Sounds stupid doesn’t it. That the sources that contracted with you, benefit from your success would plot against you, yet I’ve heard authors subscribe to those very theories of culprits and demons holding them back from their destiny. If you’ve had similar doubts or frustrations, you’re not alone. In the last three years half a dozen buds and budette author friends I’ve chatted or worked with have dropped out, some because they needed food, warmth, money. Others out of shear disappoint with the dream that floated away. Another dozen discuss being at a cross roads. Should they turn left and drop the hope of a career in actually earning a living at writing or stay the course and keep doing what they love so much.

Yeah, even a big dude like myself has bumped head long against that wall every 6 months or so.
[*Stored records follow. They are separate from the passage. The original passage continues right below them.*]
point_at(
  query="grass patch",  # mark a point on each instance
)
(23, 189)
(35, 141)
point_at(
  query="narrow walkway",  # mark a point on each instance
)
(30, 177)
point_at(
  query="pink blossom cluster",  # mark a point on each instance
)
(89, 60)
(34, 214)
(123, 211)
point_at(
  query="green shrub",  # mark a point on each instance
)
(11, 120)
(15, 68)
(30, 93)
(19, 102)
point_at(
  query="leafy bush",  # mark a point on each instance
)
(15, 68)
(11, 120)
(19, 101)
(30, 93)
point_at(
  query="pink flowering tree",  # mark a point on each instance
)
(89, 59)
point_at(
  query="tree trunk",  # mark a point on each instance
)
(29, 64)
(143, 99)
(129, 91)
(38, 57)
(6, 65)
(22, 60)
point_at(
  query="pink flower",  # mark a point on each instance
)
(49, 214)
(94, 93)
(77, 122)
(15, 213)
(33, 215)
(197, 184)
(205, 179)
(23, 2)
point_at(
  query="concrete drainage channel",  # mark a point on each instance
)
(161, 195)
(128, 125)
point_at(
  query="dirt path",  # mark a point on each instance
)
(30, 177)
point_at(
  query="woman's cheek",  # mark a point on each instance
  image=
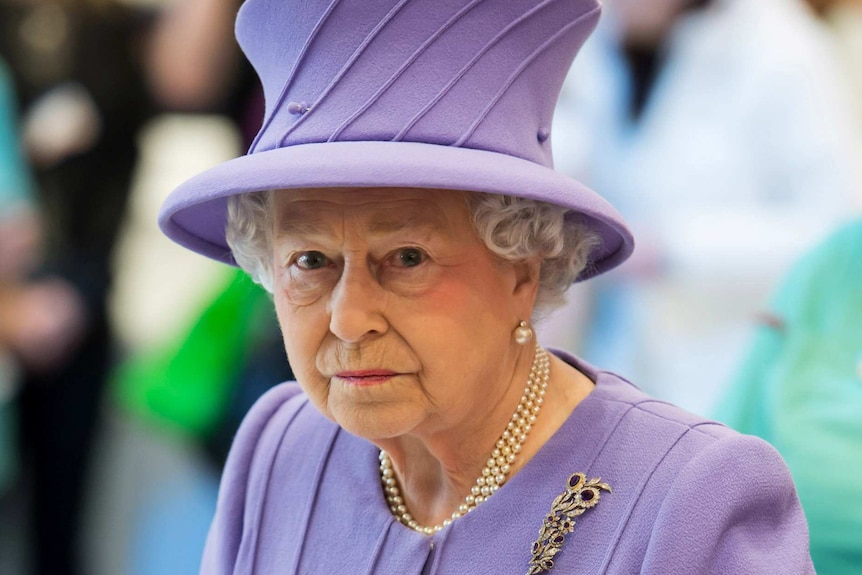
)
(303, 288)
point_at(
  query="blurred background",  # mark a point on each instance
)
(727, 132)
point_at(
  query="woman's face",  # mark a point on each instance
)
(396, 317)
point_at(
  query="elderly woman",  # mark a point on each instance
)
(400, 204)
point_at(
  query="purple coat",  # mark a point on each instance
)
(689, 496)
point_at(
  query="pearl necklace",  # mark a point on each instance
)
(497, 467)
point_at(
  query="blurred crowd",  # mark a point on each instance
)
(727, 132)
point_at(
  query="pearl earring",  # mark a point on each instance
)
(523, 334)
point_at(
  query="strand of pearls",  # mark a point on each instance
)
(497, 468)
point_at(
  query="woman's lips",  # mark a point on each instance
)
(366, 377)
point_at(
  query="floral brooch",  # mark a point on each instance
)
(579, 496)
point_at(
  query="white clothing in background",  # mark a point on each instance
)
(741, 159)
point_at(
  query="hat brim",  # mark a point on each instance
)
(195, 214)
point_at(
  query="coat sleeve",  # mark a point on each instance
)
(732, 510)
(236, 492)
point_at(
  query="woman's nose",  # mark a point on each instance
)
(356, 306)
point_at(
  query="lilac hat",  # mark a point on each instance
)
(449, 94)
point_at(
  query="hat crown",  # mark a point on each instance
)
(481, 74)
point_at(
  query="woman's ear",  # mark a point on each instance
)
(527, 279)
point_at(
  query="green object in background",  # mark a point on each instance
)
(185, 386)
(800, 388)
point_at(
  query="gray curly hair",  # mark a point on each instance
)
(513, 228)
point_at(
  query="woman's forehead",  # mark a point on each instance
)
(381, 210)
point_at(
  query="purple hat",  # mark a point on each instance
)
(450, 94)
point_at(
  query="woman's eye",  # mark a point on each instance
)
(311, 261)
(410, 257)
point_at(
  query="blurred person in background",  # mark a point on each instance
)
(722, 130)
(198, 384)
(38, 320)
(844, 18)
(78, 74)
(800, 388)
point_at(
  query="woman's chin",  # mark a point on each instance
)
(375, 422)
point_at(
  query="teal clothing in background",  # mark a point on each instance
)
(16, 187)
(800, 388)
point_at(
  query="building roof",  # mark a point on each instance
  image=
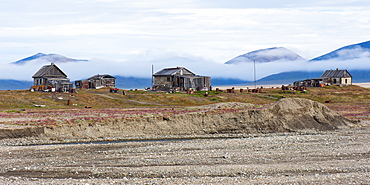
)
(336, 74)
(172, 71)
(45, 69)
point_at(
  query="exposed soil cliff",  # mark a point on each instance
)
(286, 115)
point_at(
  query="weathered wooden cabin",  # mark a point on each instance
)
(180, 79)
(329, 77)
(51, 78)
(97, 82)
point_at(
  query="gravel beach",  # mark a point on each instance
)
(327, 157)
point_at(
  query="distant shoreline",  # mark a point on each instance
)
(365, 85)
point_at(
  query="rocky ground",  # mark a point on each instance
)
(293, 141)
(328, 157)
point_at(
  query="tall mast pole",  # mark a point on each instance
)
(152, 74)
(254, 70)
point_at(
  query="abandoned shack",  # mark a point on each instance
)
(329, 77)
(180, 79)
(51, 78)
(96, 82)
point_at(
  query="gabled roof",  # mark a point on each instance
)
(336, 74)
(45, 69)
(100, 77)
(173, 71)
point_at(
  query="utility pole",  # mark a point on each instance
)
(152, 75)
(254, 69)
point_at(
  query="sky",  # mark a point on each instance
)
(125, 37)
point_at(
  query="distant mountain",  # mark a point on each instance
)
(49, 58)
(347, 52)
(15, 84)
(267, 55)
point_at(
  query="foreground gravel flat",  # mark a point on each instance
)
(335, 157)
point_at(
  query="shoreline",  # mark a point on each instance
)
(238, 86)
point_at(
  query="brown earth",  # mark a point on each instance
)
(293, 141)
(286, 115)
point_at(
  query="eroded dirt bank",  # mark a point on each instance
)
(287, 115)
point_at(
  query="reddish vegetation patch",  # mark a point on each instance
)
(354, 112)
(76, 116)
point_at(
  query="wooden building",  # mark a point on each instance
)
(51, 78)
(180, 79)
(329, 77)
(97, 82)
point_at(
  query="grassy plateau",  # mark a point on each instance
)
(23, 107)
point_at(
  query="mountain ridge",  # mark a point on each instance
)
(50, 58)
(347, 52)
(266, 55)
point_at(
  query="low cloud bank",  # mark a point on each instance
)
(142, 67)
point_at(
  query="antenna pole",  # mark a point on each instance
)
(254, 70)
(152, 74)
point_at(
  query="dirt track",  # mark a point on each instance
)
(333, 157)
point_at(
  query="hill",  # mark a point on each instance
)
(347, 52)
(47, 58)
(267, 55)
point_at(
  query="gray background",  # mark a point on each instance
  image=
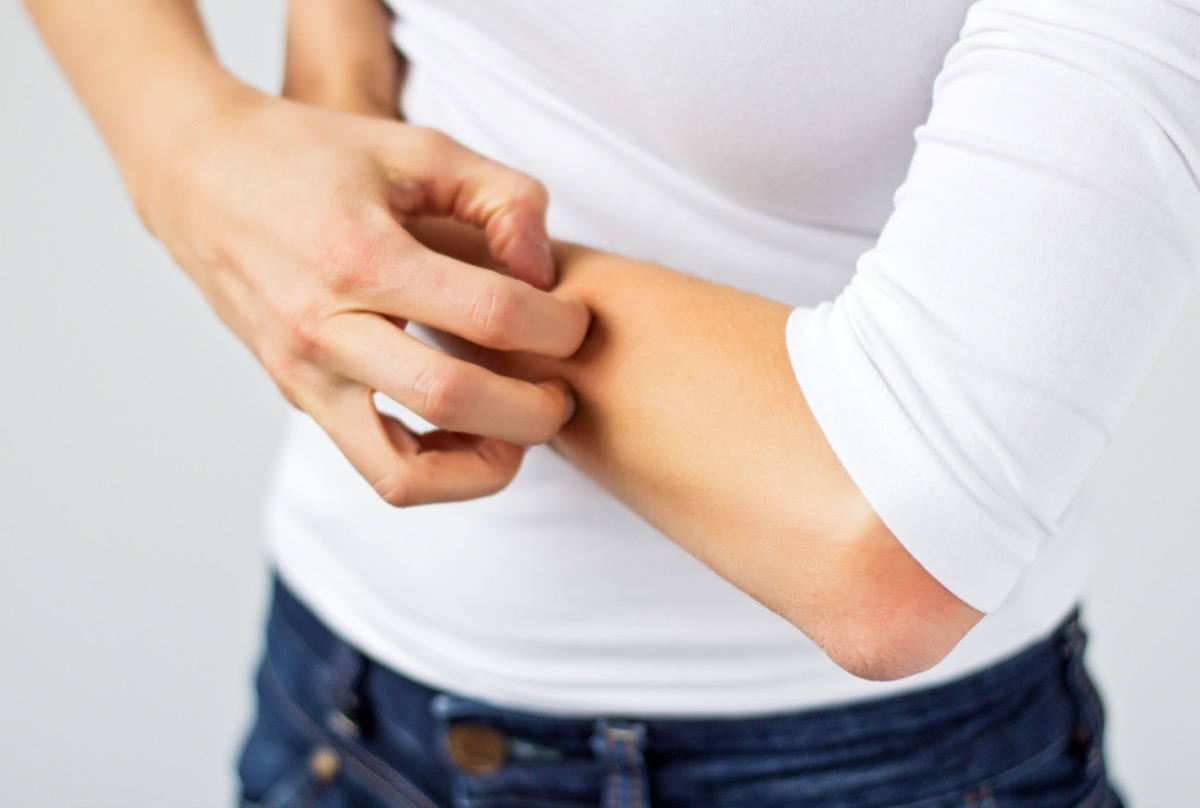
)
(137, 438)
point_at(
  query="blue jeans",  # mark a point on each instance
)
(337, 730)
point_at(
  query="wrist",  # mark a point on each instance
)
(181, 118)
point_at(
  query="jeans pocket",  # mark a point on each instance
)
(281, 765)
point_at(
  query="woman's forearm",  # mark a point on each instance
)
(145, 71)
(690, 413)
(340, 55)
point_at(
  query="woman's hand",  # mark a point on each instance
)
(288, 217)
(289, 220)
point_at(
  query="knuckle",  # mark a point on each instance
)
(303, 334)
(496, 316)
(283, 369)
(396, 490)
(349, 256)
(439, 394)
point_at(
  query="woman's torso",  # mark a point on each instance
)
(759, 145)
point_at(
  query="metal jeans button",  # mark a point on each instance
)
(324, 764)
(478, 748)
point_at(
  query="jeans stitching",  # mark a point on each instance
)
(363, 761)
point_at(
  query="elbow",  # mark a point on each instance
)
(881, 616)
(887, 650)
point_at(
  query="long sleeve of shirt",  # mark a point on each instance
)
(1042, 250)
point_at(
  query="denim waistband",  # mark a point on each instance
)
(964, 701)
You’d think after having sixteen stories contracted/published, those dark shadows would have been vanquished, no longer haunt my thoughts, but they do. Last week, an author budette shared her frustrations about diverting from the course and taking down her writing shingle. Week later she send me an interesting link to a blog post that discussed the same crack in our goal to be read by a five or six digit audience. Here’s the link ( Point is, I’ve read twenty plus articles discussing those same emotions, the realization that what you though the dream would be was wrong. So if you’re experiencing the same dilemma you are definitely now alone.
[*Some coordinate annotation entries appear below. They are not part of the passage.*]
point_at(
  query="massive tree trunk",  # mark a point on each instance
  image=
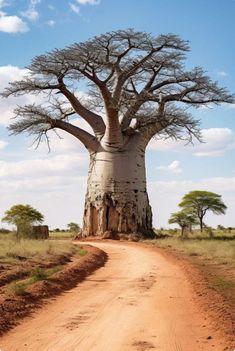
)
(117, 198)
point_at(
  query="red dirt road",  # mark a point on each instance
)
(139, 300)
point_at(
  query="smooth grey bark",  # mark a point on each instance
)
(138, 88)
(116, 197)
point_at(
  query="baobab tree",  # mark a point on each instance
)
(137, 87)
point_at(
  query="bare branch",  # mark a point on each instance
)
(36, 120)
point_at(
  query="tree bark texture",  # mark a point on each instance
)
(117, 198)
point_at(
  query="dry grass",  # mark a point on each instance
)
(11, 250)
(61, 235)
(220, 250)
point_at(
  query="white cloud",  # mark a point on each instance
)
(173, 167)
(216, 142)
(222, 73)
(88, 2)
(3, 144)
(51, 23)
(31, 13)
(12, 24)
(74, 8)
(3, 3)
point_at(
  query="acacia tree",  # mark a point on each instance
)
(184, 219)
(199, 202)
(23, 217)
(138, 88)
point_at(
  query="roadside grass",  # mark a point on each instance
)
(19, 287)
(221, 251)
(215, 256)
(61, 235)
(12, 251)
(34, 252)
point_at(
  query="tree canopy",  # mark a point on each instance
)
(137, 80)
(199, 202)
(23, 217)
(183, 219)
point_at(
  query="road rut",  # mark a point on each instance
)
(139, 300)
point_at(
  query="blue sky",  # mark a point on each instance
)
(55, 183)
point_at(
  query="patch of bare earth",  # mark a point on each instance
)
(142, 299)
(14, 308)
(212, 290)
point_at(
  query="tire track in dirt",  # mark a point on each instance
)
(138, 301)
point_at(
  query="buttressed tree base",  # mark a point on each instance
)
(136, 88)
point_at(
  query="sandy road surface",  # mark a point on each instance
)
(138, 301)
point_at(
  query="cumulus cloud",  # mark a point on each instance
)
(216, 141)
(3, 3)
(222, 73)
(3, 144)
(88, 2)
(12, 24)
(173, 167)
(74, 8)
(31, 13)
(51, 23)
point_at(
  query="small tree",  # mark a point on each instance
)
(23, 217)
(198, 202)
(73, 227)
(184, 220)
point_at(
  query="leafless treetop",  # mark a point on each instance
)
(138, 81)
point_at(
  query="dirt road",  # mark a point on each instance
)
(139, 301)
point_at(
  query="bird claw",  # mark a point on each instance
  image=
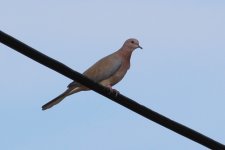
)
(113, 91)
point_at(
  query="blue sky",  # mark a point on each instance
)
(180, 73)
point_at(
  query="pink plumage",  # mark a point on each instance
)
(107, 71)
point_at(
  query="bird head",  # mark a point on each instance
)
(132, 44)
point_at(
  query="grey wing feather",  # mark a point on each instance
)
(102, 69)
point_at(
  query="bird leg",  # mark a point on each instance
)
(111, 90)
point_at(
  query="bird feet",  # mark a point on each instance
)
(111, 90)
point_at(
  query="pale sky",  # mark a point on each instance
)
(180, 73)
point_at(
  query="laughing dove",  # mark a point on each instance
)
(107, 71)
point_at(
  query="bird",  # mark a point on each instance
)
(108, 71)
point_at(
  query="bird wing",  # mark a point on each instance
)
(103, 69)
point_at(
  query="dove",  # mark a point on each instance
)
(108, 71)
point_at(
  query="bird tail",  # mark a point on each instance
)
(58, 99)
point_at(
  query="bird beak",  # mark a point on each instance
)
(140, 47)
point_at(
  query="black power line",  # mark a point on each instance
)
(120, 99)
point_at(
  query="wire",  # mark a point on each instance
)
(120, 99)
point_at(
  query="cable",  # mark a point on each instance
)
(120, 99)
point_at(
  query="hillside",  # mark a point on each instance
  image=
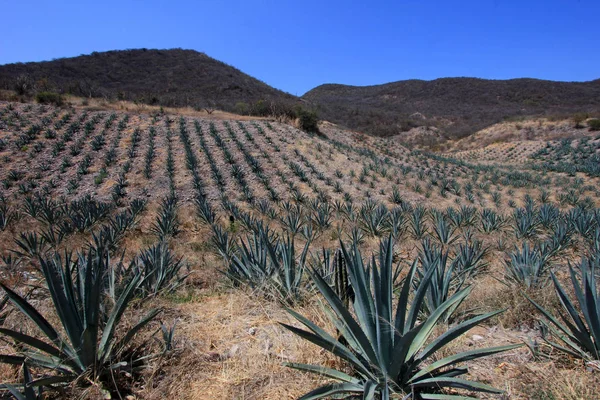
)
(167, 77)
(216, 224)
(458, 106)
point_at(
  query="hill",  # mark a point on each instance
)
(173, 77)
(458, 106)
(216, 224)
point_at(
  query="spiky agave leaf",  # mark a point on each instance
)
(389, 350)
(579, 330)
(77, 289)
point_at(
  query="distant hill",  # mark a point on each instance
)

So what could cause so many talented authors to be delinquent in sells. Well, I know it’s not quality. I read many of these buds and budettes stories. Most are really good, some great, so its not talent. I’ll venture a theory, one you might disagree with, and that’s okay, but it’s based on what I’ve observed. See, I think there’s a reverse correlation between average individual author sells and the number of writers with published/released stories.  Readers are willing to spend only so much money on a discretionary item like books. Add to this three negative trends in the fiction world: (1) Statistics show the number of people who like to read is declining,  (2) the economy is going south making mere survival in our jobless society increasingly difficult (thus less money to spend on entertainment items), and (3) E media has cut a double edge impact in the market. It is now quite easy to self-published, which means the number of titles out there is increasing big time, and that’s good for those who have yet to get the call (a contract with a publisher). Down side is there’s SO much more competition for the declining dollars to be spent on a non-essential piece of the spending pie for the struggling customer.

So, if your suffering the double edge sword of the modern fiction market, you’re not alone, don’t take it personal. Ref the decision rather to continue or call it quits, afraid I have no advice there. How can I help you at the crossroads when I can’t decide which path to take myself (g).
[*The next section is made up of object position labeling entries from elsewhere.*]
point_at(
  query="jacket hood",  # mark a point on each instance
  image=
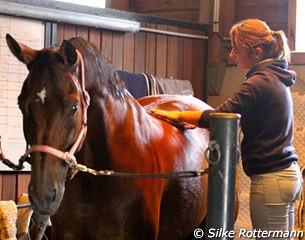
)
(278, 67)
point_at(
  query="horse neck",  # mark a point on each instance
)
(112, 126)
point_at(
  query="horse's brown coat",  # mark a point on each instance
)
(122, 137)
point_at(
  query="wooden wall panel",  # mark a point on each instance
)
(185, 10)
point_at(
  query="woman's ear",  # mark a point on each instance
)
(258, 52)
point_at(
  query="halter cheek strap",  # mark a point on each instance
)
(69, 157)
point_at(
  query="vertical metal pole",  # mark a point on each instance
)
(223, 156)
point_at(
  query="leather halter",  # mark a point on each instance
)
(69, 157)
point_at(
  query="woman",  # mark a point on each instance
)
(265, 104)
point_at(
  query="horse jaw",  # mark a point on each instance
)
(45, 196)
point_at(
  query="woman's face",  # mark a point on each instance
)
(243, 57)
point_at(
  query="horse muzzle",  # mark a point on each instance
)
(47, 200)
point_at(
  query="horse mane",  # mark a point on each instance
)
(99, 73)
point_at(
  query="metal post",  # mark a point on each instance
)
(222, 157)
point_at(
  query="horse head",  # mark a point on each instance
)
(53, 102)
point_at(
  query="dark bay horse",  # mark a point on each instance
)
(119, 135)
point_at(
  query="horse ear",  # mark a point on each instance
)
(24, 53)
(69, 53)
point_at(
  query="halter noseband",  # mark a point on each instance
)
(69, 157)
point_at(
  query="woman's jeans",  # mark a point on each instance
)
(272, 199)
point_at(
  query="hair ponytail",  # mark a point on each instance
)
(251, 33)
(280, 48)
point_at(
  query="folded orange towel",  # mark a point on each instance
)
(8, 218)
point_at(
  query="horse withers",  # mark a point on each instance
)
(114, 132)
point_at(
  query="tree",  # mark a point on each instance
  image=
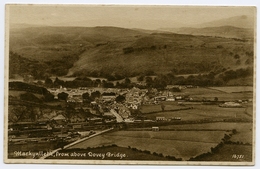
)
(86, 97)
(63, 96)
(120, 98)
(140, 78)
(127, 81)
(48, 97)
(48, 82)
(95, 95)
(30, 97)
(162, 107)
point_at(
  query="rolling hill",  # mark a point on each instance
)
(223, 31)
(102, 51)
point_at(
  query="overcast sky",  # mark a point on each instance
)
(151, 17)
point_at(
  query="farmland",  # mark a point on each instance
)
(222, 93)
(234, 89)
(126, 154)
(200, 112)
(181, 144)
(227, 152)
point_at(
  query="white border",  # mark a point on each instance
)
(133, 2)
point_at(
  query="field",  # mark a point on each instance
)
(214, 126)
(232, 89)
(199, 112)
(126, 154)
(154, 108)
(210, 93)
(228, 151)
(181, 144)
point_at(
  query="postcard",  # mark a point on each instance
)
(130, 84)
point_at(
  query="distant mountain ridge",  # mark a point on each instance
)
(242, 21)
(223, 31)
(105, 51)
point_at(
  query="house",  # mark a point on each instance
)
(231, 105)
(108, 96)
(155, 129)
(160, 119)
(59, 118)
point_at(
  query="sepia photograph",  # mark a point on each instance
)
(130, 84)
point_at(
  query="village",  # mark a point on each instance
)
(108, 108)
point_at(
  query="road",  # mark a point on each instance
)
(118, 117)
(75, 142)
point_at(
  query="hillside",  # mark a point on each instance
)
(222, 31)
(242, 21)
(102, 51)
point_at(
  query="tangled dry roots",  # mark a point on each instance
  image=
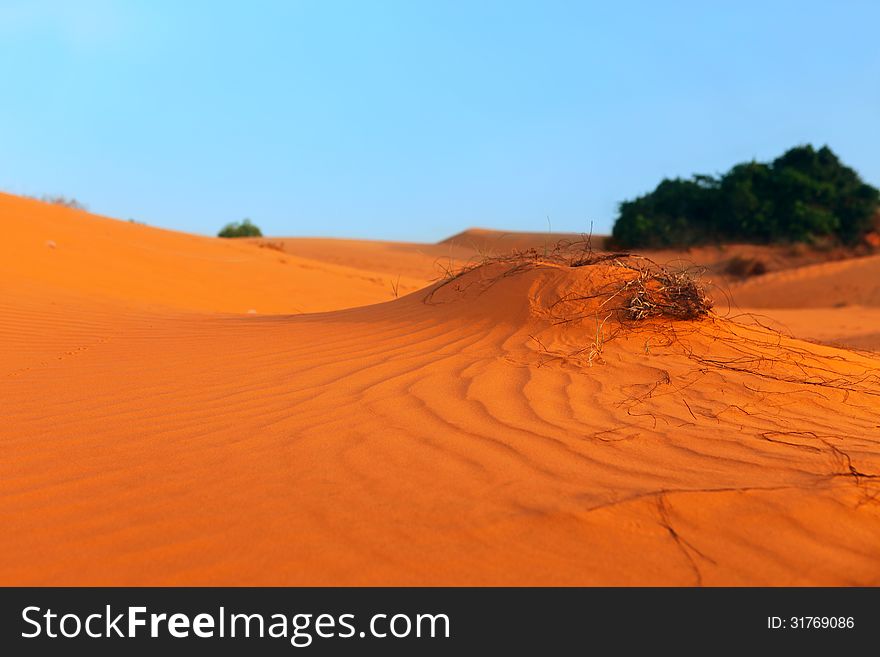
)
(659, 292)
(654, 291)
Julie Eberhart Painter said...

You've got that right. I'm between bridge playing and this hard place!

Liz Fountain said...

Well-described. My book's been out less than a month and I've already caught myself saying to friends "I can hardly wait to get back to writing instead of selling." Maybe this is why in the old old days artists had patrons. 'Course I also long for a butler, ladies' maid, and housekeeper... *grin*

Big Mike said...

Then ya get a letter like the one I received from a reader today. Makes ya rethink your doubts:

"I wanted to let you know that I finished your book ‘Righteous Fury’ this week and thought it was fantastic. With so many novels more fluff than depth, I was truly impressed with your writing. You, Sir, have a great gift for seeing, not just the surface, but the core of people. Thank you for the exceptional work. I look forward to reading more from you."

Boy oh Boy

Michael Davis (
Author of the Year (2008 and 2009)
Award of Excellence (2012)

Rhobin Lee Courtright said...

Good post, Mike.

I've faced this wall, too, but decided I just liked writing too much to give up.

Luckily, skill with writing can lead to many great job opportunities, because the decline in reading interest seems to correlates with a serious lack in writing capability.

Big Mike said...

Yeah Rhobin

For those of us whose mind is constantly flooded with story lines and fictional worlds when ever we're alone, not sure we can stop. Kind of like an obsession to get em down on paper.